Solar energy concepts

Air mass factor
Impact of the distance which the sun covers through the atmosphere. In winter when the sun is low, sunlight has to travel a relatively long distance through the atmosphere before hitting the solar panel. The sun's strength is therefore a bit less in winter than in summer when the sun shines practically straight down.

Autonomous system
An autonomous solar panel installation is one in which the output generated is stored in accumulators or is used directly. In this case, there is no connection to the public electricity grid, and any inverters present work independently.

CO2
Carbon dioxide, or greenhouse gas, increases the greenhouse effect which increases global warming. A 250 Wp PV panel saves about 125 kg CO2 a year which enables eight trees to grow.

Thin-film solar cells
These cells are made using vapour deposition techniques. They have no crystal structure. This type is considerably cheaper but generates much less electricity.

Efficiency
Figure indicating how much solar radiation energy is converted to electricity by a solar panel. Current solar panels have approximately 15% efficiency. The rest of the solar energy is unfortunately converted to heat. This means that solar panels can get quite hot.

Island protection
Built-in protection inside an inverter against external power failure. The inverter switches off automatically. In the event of a power failure, the solar panels will therefore not work either.

Electricity meter
A device metering your electricity consumption.

Energy cost recovery time
In the Netherlands a solar panel produces in a period of three years about as much energy as was required to make the panel (from raw material to finished product). In Southern Europe that time is of course shorter because of the more abundant sunshine there, namely two years.

Feed-in tariff
This is paid for surplus energy fed back into the grid. It is a fixed tariff which energy companies (have to) pay for electricity returned to the grid. Nowadays many countries have a feed-in tariff under which the costs are evenly apportioned to energy consumers.

Photovoltaic
Refers to the use of (sun)light to generate electric energy.
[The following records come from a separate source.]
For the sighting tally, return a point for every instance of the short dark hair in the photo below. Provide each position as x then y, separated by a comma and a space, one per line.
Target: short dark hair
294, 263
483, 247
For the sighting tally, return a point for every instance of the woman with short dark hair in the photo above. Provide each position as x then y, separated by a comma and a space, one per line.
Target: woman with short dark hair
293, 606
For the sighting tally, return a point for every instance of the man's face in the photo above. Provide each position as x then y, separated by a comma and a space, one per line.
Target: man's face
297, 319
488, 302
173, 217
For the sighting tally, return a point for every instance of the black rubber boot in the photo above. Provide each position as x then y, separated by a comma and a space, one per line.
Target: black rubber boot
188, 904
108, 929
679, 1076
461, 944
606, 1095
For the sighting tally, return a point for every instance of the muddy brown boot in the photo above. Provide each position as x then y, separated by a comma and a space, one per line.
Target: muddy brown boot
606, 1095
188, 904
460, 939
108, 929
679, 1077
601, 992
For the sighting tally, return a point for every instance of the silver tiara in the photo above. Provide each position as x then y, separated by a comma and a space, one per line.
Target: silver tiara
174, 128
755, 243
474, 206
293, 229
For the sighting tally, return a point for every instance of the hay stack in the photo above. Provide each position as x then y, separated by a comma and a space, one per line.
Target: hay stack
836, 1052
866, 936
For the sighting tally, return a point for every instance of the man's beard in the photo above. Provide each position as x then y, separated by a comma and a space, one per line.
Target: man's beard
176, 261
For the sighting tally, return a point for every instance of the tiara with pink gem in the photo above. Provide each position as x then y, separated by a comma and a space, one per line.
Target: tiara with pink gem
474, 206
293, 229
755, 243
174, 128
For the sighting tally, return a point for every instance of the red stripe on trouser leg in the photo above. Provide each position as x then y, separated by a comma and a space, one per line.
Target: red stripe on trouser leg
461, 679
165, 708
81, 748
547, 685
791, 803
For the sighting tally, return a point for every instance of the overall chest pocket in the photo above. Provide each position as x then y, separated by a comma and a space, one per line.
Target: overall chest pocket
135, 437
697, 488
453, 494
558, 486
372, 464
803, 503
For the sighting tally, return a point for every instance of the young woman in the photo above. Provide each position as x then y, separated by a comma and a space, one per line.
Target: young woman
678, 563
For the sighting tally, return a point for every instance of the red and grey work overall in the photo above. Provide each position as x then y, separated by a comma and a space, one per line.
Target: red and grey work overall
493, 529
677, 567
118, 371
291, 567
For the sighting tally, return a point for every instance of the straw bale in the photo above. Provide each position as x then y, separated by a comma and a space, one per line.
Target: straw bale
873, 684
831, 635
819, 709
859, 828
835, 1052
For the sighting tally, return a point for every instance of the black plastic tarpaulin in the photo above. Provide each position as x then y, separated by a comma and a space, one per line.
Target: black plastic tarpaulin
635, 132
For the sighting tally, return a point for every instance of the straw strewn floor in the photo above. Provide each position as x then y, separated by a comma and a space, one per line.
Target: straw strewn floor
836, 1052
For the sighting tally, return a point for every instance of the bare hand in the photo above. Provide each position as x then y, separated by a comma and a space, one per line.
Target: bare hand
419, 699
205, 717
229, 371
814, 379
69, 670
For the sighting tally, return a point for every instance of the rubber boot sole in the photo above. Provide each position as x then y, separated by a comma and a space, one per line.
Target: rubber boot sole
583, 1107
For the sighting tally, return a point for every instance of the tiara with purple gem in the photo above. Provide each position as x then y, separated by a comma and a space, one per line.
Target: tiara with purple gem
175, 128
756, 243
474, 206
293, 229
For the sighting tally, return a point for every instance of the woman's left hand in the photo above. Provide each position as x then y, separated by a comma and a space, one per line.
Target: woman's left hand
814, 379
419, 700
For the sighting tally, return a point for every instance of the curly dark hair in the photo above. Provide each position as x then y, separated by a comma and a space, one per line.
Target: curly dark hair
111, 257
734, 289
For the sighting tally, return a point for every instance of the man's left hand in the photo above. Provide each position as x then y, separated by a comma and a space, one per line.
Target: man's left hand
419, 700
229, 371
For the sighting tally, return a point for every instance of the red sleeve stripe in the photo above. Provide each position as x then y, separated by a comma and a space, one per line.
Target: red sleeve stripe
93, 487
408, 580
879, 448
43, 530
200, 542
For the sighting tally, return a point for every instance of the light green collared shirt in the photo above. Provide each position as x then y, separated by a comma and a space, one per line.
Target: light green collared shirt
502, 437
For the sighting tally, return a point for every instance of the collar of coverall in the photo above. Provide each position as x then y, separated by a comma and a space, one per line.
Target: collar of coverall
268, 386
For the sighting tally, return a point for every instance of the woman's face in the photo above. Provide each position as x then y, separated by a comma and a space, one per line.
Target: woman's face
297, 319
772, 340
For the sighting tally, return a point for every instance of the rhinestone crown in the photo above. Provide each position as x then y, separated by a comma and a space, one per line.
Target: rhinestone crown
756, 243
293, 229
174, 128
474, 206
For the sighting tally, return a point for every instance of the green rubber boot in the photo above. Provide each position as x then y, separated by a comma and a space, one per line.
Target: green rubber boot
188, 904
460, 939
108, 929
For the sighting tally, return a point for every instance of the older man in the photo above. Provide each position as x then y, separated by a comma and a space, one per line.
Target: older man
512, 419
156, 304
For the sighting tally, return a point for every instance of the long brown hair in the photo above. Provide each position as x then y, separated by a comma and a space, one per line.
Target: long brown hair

Photovoltaic solar energy concerns the part of solar radiation that people perceive as light, in contrast with solar thermal energy in which the heat of solar radiation is used e.g. to heat up water.

Direct current
A type of current in which one pole is always positively or neutrally charged in relation to the other pole. The difference in charge is not necessarily constant ; the voltage generated by a solar panel varies e.g. depending on the incident light. However, as electrons always move in one direction, there is still direct current. The inverter therefore serves not only to absorb these fluctuations but also to convert the direct current to alternating current and the mains.

Grid
The grid is the electricity network. On-grid means that the installation is connected to the electricity network. Off-grid installations usually supply their energy to an accumulator-based system.

Grid parity
Situation in which sustainable electricity (e.g. from solar panels) competes with the "grey" (non-renewable) electricity of the grid. Grid parity depends on place, time and type of connection. For households in some countries grey electricity is already so costly, and sunshine so abundant, that the costs invested are immediately recovered . It is expected that that in a couple of years solar-powered electricity will in the Netherlands be able to compete very well with "grey electricity". When exactly this will be the case will of course strongly depend on whether the potential buyer finds the length of the cost recovery period acceptable.

Grid-connected
This refers to a network-linked system connected through the wiring in your own house to the power grid.

Grid parity
In this case, electricity from solar panels is as expensive as electricity obtained from the public grid.

Group
This is a collection of light points, sockets and switches that are interconnected and therefore form a group. This group has a common fuse with normally 16 ampère. To find out how many fuse groups you have, you can count the number of fuses or earth leakage circuit breakers in your fuse box, which will show you exactly how many groups you have.

Hybrid power solar panel
This is a solar panel that generates both electricity and hot water. Water is heated up through pipes in the panel. At the same time, this process cools the photovoltaic panel which further enhances the panel's output. This system is rarely applied in the Netherlands; it is more suited to southern countries.

Inclination
The angle of solar panels in relation to the horizon.

Insolation
The amount of sunshine a particular area receives during a specified period.

Kilowatt
kilowatt = 1000 watt, 1000 kilowatt = 1 megawatt, 1000 megawatt = 1 gigawatt, 1000 gigawatt = 1 terawatt

Kilowatt hour (kWh)
A kilowatt hour is a unit of work or energy. It is the amount of energy that is used when a power source has to supply 1000 watt (one kilowatt) for 1 hour. Kilowatt hour is often used, for instance on your electricity bill. An average household uses about 3500 kWh a year.

Kilowatt peak (kWp)
Maximum power generated under Standard Test Conditions. A kilowatt is 1000 watt.

Short circuit current
The (maximum) current which a solar panel generates as soon as the positive and negative poles are directly connected to each other. The current meets no resistance from an inverter or any other device. As a result, the voltage between the poles diminishes rapidly. See also Open circuit voltage.

Power grid
The power network to which practically all households are connected.

Metering company
Company that reads the energy meters. It is often a component company of the network operator.

Maximum power point tracker (MPPT)
This is the point at which the panels supply a maximum product of voltage and current. This is important if you install solar panels on two or more different roofs. In this case you will need an inverter which has a separate MPPT for each roof (or part of a roof).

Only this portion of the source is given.